PLEASE NOTE: This documentation applies to Pentaho 8.0 and earlier. For Pentaho 8.1 and later, see Unique Rows on the Pentaho Enterprise Edition documentation site.

Description

The Unique rows step removes duplicate rows from the input stream(s).

Important: Make sure that the input stream is sorted; otherwise, only consecutive double rows are evaluated correctly.

See also the Unique rows (HashSet) step that does not need the rows to be sorted.

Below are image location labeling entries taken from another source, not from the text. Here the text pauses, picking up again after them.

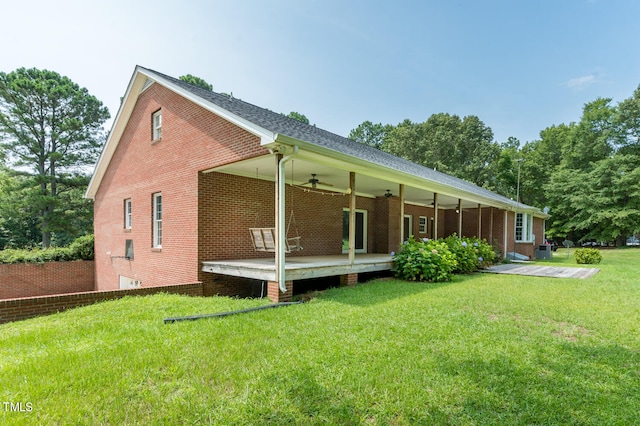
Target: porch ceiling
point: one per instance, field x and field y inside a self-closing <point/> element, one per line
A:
<point x="334" y="176"/>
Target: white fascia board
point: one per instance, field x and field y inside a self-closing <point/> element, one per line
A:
<point x="353" y="164"/>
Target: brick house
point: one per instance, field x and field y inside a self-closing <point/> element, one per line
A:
<point x="186" y="173"/>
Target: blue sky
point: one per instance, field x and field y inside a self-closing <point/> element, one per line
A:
<point x="519" y="65"/>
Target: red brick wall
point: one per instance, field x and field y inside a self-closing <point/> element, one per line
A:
<point x="19" y="309"/>
<point x="32" y="279"/>
<point x="192" y="139"/>
<point x="230" y="205"/>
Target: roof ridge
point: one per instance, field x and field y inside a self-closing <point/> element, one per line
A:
<point x="280" y="123"/>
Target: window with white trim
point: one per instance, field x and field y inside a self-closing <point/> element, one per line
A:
<point x="127" y="213"/>
<point x="524" y="227"/>
<point x="156" y="125"/>
<point x="422" y="225"/>
<point x="157" y="220"/>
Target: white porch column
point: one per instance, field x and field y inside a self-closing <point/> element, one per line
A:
<point x="435" y="216"/>
<point x="505" y="232"/>
<point x="401" y="214"/>
<point x="281" y="229"/>
<point x="491" y="226"/>
<point x="352" y="218"/>
<point x="459" y="217"/>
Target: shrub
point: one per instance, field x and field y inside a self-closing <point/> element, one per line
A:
<point x="424" y="260"/>
<point x="587" y="256"/>
<point x="471" y="253"/>
<point x="80" y="249"/>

The table below contains descriptions of all options for the Unique rows step:

Option	Description
Step name	Name of the step; this name has to be unique in a single transformation
Add counter to output?	Check this option to add a counter field to the stream.
Counter field	Define the counter field name.
Redirect duplicate row	Processes duplicate rows as an error and redirect rows to the error stream of the step. Requires you to set error handling for this step.
Error Description	Sets the error handling description to display when duplicate rows are detected. Only available when Redirect duplicate row is checked.
Fields to compare table	Specify the field names on which you want to force uniqueness or click Get to insert all fields from the input stream(s) You can choose to ignore case by setting the Ignore case flag to Y. For example: Kettle, KETTLE, kettle are the same if the compare is performed as case-insensitive. In this instance, the first occurrence (Kettle) is passed to the next step(s).